In particolare, è necessario procedere spediti sul cammino della difesa comune, per acquisire una vera autonomia strategica, che sia complementare all’Alleanza Atlantica. La minaccia portata oggi dalla Russia è una spinta a investire nella difesa più di quanto abbiamo fatto finora. Possiamo scegliere se farlo a livello nazionale, oppure europeo. Il mio auspicio è che tutti i Paesi scelgano di adottare sempre più un approccio comune. Un investimento nella difesa europea è anche un impegno a essere alleati. (…)
In caso di interruzioni nelle forniture di gas dalla Russia, l’Italia avrebbe più da perdere rispetto ad altri Paesi europei che fanno affidamento su fonti diverse. Questo non diminuisce la nostra determinazione a sostenere sanzioni che riteniamo giustificate e necessarie [tanto non ci stai mica tu al freddo, pezzo di merda. Tanto non resti mica tu con la macchina ferma, pezzo di merda]. È però importante muoverci nella direzione di un approccio comune per lo stoccaggio e l’approvvigionamento di gas. Farlo permetterebbe di ottenere prezzi più bassi dai Paesi produttori e assicurarci vicendevolmente in caso di shock isolati.

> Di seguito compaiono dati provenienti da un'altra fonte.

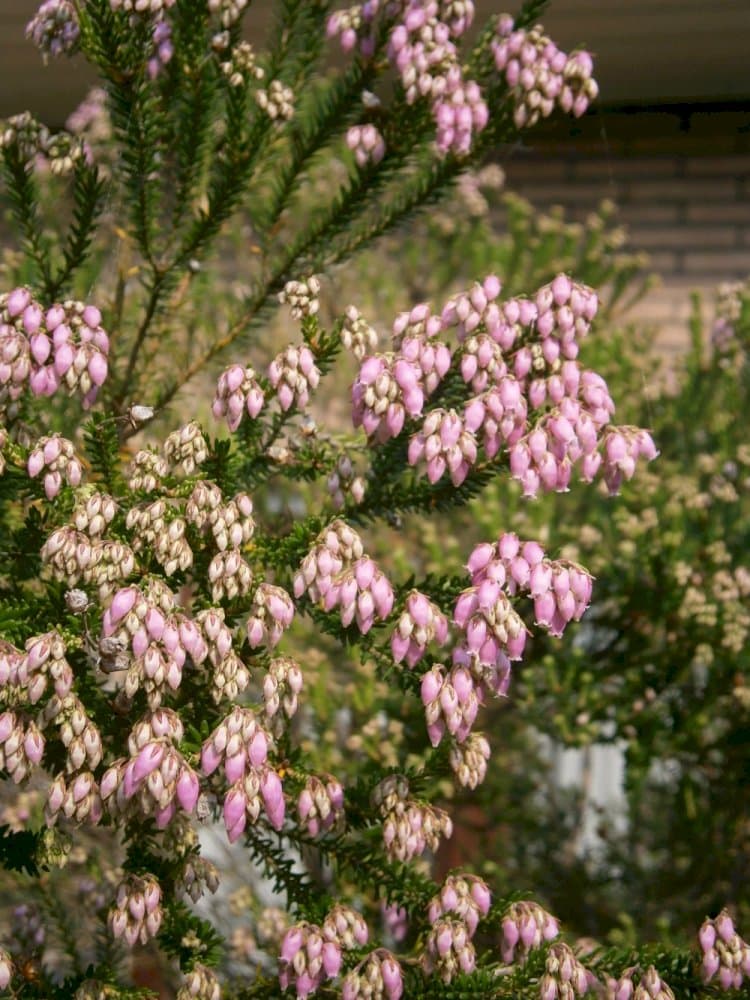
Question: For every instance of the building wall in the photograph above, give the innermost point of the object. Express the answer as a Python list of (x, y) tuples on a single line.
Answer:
[(681, 179)]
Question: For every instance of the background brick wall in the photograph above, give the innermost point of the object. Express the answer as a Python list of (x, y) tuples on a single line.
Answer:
[(681, 180)]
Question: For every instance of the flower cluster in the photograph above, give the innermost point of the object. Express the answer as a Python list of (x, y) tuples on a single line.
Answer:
[(294, 374), (242, 66), (198, 875), (166, 538), (78, 733), (560, 589), (540, 75), (228, 11), (367, 144), (450, 701), (533, 397), (469, 759), (636, 985), (422, 49), (725, 954), (231, 522), (409, 827), (237, 391), (25, 676), (200, 984), (320, 805), (565, 978), (6, 968), (147, 471), (54, 29), (362, 593), (186, 447), (259, 787), (444, 444), (357, 335), (237, 741), (62, 346), (159, 637), (21, 745), (78, 799), (302, 297), (270, 616), (449, 949), (420, 623), (137, 913), (525, 926), (342, 482), (378, 976), (56, 455), (465, 895), (281, 687), (156, 778), (90, 122), (146, 8), (308, 957), (229, 675), (73, 557)]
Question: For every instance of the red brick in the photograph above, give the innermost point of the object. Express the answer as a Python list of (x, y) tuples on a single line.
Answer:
[(664, 262), (683, 237), (732, 166), (730, 211), (680, 189), (633, 214), (725, 262)]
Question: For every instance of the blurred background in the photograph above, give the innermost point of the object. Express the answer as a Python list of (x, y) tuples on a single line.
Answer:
[(668, 141)]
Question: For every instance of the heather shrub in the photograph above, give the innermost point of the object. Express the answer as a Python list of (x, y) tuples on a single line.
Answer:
[(199, 640)]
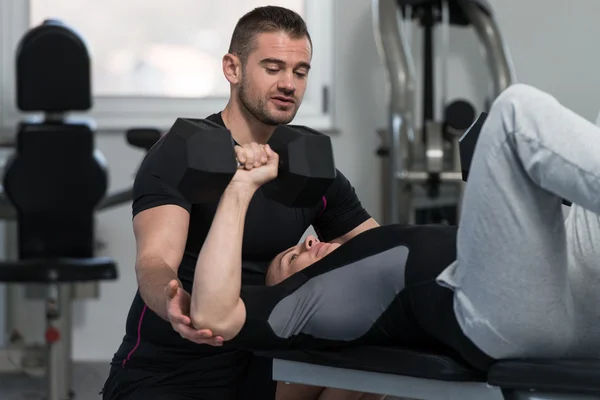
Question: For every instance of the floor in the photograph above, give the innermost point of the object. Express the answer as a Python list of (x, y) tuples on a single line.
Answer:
[(88, 379)]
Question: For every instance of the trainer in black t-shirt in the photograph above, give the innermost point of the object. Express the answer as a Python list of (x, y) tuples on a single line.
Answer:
[(150, 342)]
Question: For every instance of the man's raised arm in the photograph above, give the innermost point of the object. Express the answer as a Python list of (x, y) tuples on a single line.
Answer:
[(161, 234), (216, 304)]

La guerra avrà conseguenze sul prezzo dell’energia, che dovremo affrontare con nuove misure a sostegno delle imprese e delle famiglie. È opportuno che l’Unione Europea le agevoli, per evitare contraccolpi eccessivi sulla ripresa. Nel lungo periodo, questa crisi ci ricorda l’importanza di avere una visione davvero strategica e di lungo periodo nella discussione sulle nuove regole di bilancio in Europa. A dicembre, insieme al Presidente francese Macron, abbiamo proposto di favorire con le nuove regole gli investimenti nelle aree di maggiore importanza per il futuro dell’Europa, come la sicurezza, o la difesa dell’ambiente. Il disegno esatto di queste regole deve essere discusso con tutti gli Stati membri. Tuttavia, questa crisi rafforza la necessità di scrivere regole compatibili con le ambizioni che abbiamo per l’Europa [cioè, fammi capire: tu saresti convinto di poterti permettere di avere delle ambizioni?! Ma veramente veramente?].

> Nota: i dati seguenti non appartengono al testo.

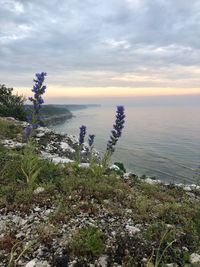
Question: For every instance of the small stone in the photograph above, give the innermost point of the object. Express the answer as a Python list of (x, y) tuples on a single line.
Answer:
[(37, 209), (38, 190), (31, 263), (42, 264), (103, 260), (132, 229), (194, 258)]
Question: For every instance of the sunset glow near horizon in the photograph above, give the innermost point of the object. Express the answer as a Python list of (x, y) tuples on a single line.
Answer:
[(116, 48)]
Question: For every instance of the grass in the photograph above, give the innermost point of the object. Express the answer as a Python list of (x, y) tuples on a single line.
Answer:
[(165, 210), (9, 129)]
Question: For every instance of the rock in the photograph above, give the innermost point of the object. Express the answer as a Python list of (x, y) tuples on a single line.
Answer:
[(114, 168), (2, 227), (195, 258), (31, 263), (84, 165), (61, 160), (38, 190), (37, 209), (42, 264), (103, 261), (150, 181), (132, 229)]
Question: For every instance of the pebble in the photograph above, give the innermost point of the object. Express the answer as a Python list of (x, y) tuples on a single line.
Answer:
[(194, 258)]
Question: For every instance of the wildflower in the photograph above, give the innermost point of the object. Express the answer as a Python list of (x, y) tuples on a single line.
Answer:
[(82, 134), (38, 89), (117, 129), (91, 139), (27, 132)]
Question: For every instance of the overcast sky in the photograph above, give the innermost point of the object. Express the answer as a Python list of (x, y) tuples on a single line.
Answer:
[(101, 47)]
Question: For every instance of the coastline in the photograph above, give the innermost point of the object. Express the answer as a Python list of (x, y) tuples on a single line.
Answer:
[(75, 217)]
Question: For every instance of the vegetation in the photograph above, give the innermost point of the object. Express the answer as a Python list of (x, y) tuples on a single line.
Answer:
[(11, 105), (88, 213), (168, 216)]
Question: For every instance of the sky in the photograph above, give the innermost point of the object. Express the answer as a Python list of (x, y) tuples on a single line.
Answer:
[(93, 50)]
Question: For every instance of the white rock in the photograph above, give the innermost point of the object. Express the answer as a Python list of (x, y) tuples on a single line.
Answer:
[(65, 146), (187, 188), (151, 181), (194, 258), (103, 260), (84, 165), (42, 264), (61, 160), (114, 168), (40, 134), (31, 263), (37, 209), (38, 190), (132, 229)]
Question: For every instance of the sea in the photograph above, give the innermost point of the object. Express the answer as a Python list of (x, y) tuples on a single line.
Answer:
[(157, 141)]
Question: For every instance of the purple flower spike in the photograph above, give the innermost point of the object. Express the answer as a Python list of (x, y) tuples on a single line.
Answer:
[(91, 139), (117, 129), (37, 100), (27, 132), (82, 134)]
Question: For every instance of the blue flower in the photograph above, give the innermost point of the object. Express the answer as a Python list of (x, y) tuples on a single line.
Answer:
[(91, 139), (82, 134), (37, 100), (27, 132), (117, 129)]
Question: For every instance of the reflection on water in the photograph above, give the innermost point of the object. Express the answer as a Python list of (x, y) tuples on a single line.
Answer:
[(157, 141)]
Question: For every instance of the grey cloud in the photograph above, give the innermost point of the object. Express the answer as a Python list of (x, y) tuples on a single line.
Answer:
[(117, 36)]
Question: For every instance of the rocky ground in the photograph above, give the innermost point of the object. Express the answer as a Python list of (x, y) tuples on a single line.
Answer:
[(84, 219)]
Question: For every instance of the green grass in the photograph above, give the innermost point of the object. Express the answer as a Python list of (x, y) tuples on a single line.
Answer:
[(73, 190), (87, 242), (9, 129)]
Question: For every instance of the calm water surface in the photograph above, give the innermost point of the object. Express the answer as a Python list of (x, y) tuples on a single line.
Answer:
[(157, 141)]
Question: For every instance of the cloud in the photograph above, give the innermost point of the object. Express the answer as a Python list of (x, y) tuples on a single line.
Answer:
[(116, 43)]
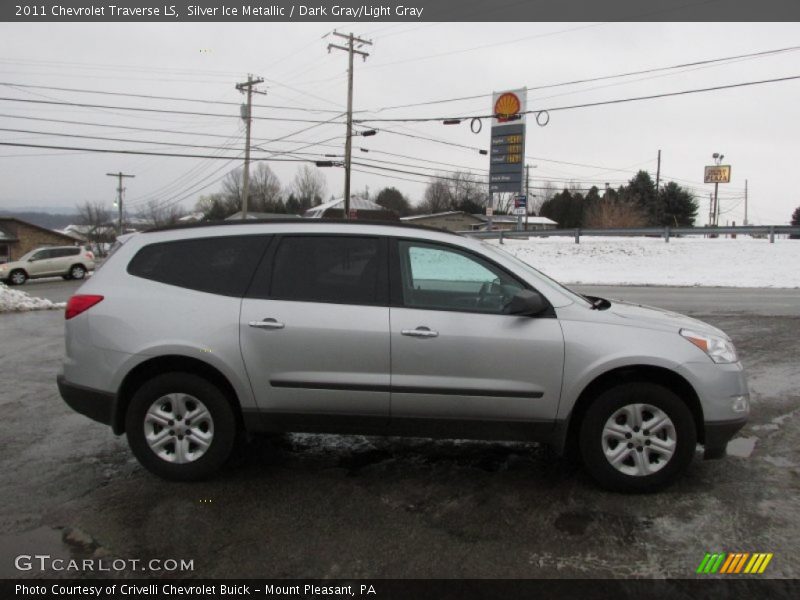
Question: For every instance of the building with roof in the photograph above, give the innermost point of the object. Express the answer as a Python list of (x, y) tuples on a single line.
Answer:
[(454, 220), (509, 222), (360, 208), (18, 237), (257, 215)]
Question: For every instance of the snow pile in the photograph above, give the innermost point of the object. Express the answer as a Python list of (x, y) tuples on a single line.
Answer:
[(16, 301), (690, 261)]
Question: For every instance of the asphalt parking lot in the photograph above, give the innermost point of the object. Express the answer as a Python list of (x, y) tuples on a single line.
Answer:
[(347, 507)]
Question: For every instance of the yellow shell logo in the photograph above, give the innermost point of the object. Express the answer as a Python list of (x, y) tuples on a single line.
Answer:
[(507, 105)]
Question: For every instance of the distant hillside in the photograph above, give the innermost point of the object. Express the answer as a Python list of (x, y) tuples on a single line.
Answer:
[(50, 221)]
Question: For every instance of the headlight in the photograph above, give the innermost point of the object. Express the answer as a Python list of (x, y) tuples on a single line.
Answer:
[(718, 348)]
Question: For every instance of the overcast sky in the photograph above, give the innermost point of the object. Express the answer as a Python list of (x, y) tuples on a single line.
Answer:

L’invasione da parte della Russia non riguarda soltanto l’Ucraina. È un attacco alla nostra concezione dei rapporti tra Stati basata sulle regole e sui diritti [perché non lo hai detto alla NATO in tutti gli ultimi 25 anni in cui ha ininterrottamente violato tutti i patti sottoscritti?] Non possiamo lasciare che in Europa si torni a un sistema dove i confini sono disegnati con la forza. E dove la guerra è un modo accettabile per espandere la propria area di influenza. Il rispetto della sovranità democratica è una condizione alla base di una pace duratura. Ed è al cuore del popolo italiano che, come disse Alcide De Gasperi, è pronto ad associare la propria opera a quella di altri Paesi, “per costruire un mondo più giusto e più umano”. La lotta che appoggiamo oggi, i sacrifici che compiremo domani sono una difesa dei nostri principi e del nostro futuro.

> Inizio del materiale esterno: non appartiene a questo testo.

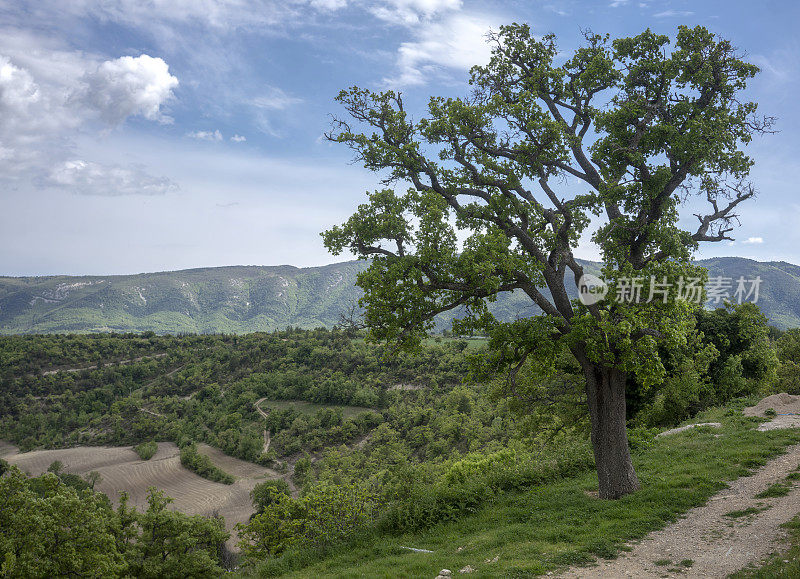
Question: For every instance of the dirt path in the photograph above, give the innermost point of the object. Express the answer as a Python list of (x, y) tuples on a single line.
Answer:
[(717, 545), (267, 437)]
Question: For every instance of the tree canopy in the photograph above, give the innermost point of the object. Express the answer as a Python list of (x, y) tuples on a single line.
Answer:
[(614, 143)]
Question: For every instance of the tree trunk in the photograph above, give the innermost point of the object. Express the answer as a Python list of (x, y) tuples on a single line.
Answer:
[(605, 391)]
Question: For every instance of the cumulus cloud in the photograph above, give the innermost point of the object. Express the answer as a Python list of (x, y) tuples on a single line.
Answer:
[(455, 43), (206, 135), (48, 97), (411, 12), (130, 86), (87, 178)]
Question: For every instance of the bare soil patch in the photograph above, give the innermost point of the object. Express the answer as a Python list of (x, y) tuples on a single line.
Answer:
[(122, 470)]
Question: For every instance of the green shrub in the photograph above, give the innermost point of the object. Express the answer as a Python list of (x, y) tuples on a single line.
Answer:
[(264, 494), (146, 450), (326, 515), (200, 464)]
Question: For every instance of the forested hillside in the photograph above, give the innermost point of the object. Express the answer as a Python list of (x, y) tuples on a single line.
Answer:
[(245, 299)]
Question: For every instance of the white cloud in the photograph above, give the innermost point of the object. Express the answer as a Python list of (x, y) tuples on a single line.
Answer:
[(673, 13), (49, 96), (206, 135), (88, 178), (17, 89), (456, 43), (328, 5), (130, 86), (411, 12)]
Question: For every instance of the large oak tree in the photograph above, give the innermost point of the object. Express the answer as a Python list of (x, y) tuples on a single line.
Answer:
[(618, 140)]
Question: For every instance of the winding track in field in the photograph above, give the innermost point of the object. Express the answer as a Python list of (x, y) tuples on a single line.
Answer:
[(122, 470), (717, 545)]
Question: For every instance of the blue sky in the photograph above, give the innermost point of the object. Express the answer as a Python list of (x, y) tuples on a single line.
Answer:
[(148, 135)]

Ed è per questo che chiedo al Parlamento il suo sostegno.
Grazie.

Non so a voi, ma a me tutta questa retorica bolsa fa venire il vomito. Comunque prepariamoci, perché una volta che Putin avrà finito di saldare il conto con l’Ucraina, poi tocca a noi. Nel frattempo, in attesa che il Titanic finisca di affondare, balliamo. Balletti russi, naturalmente.